James W. Pennington: Tell both sides of Charleston gun law story
Having just read the Daily Mail’s March 18 article regarding the City of Charleston rescinding its gun ordinances, there are some statements that cannot go unchallenged.
First, to regularly repeat the mantra that has been used by the mayor and your newspaper that drug dealers were coming to Charleston selling their drugs and buying guns out of the trunks of cars along Charleston streets is irresponsible.
To use the quote that ordinances passed by city council in 1993 has, “Since that time, city officials have maintained that the gun sales law has eliminated the ‘drugs-for-guns’ trade in the city,” is questionable. To my knowledge, neither the Charleston Daily mail, Charleston Gazette, Charleston Police Department nor the mayor has produced one photograph or video documenting this claim.

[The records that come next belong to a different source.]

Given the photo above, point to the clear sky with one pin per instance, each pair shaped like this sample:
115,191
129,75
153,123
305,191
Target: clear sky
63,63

Secondly, Charleston City Council, at the insistence of Mayor Jones, has rescinded its gun ordinances as a bargaining chip to convince the governor to veto SB 317.
In reality, following the 2013 legislative session, under the home rule law, the city was mandated to rescind its gun ordinances. Not only did the mayor refuse, he thumbed his nose at the law.
Then, during the 2014 legislative session, the people spoke through their elected representatives and with a resounding statement by their votes, West Virginia will not have a hodge-podge of ordinances throughout the state that law-abiding citizens could not possibly know or follow.
This begs the question were these municipalities planning on stopping travelers at each city or small-town border and hand out a copy of their respective ordinances?
After 20 years of hodge-podge gun ordinances obviously, there was no plan to do so.
Further, by passing SB 317, the Legislature also mandated that establishing firearms laws in West Virginia rests solely with the state; were it should. It is very amusing that Mayor Jones is using the proverbial stick and carrot approach toward the governor.
In other words, if you do not veto SB 317, we will sue the state. The mayor needs to understand that is an empty threat because he has nothing to bargain with and his stick and carrot or olive branch approaches are academic. Under SB 317, Charleston rescinding its gun ordinance is moot.
Third, the West Virginia media, which includes both Charleston newspapers, state television stations and the State Journal, provide Mayor Jones and at times, Councilman Thomas Lane, a platform to rail against SB 317, complete with props used by the mayor and an anecdotal and ridiculous article by Councilman Lane suggesting that city lifeguards be taught how to shoot.
It is evident that the media raises its collective hackles at the mere suggestion that its First Amendment rights may be somehow threatened yet, it is somehow acceptable to trample on citizens’ Second Amendment rights, while protecting the First Amendment?
Last, no matter which side one is on regarding this gun ordinance debate, it is very discouraging that the state media, including your newspaper, does not offer an opportunity to voice the other side of this issue.
The majority of people that read your newspaper and utilize other forms of the media do so to be well-informed, however, it is difficult to be well-informed when one side of an issue is given carte blanche to repeatedly espouse their position while the other side is not afforded the same opportunity or is completely ignored.
It is suggested that in an effort to correct this omission, the West Virginia Citizens Defense League be invited to present the other side of this issue and as has been the case with Mayor Jones, on the front page.
Pennington is president of Brassmasters, an NRA, Civilian Marksmanship Program and West Virginia State Rifle & Pistol Association affiliated club.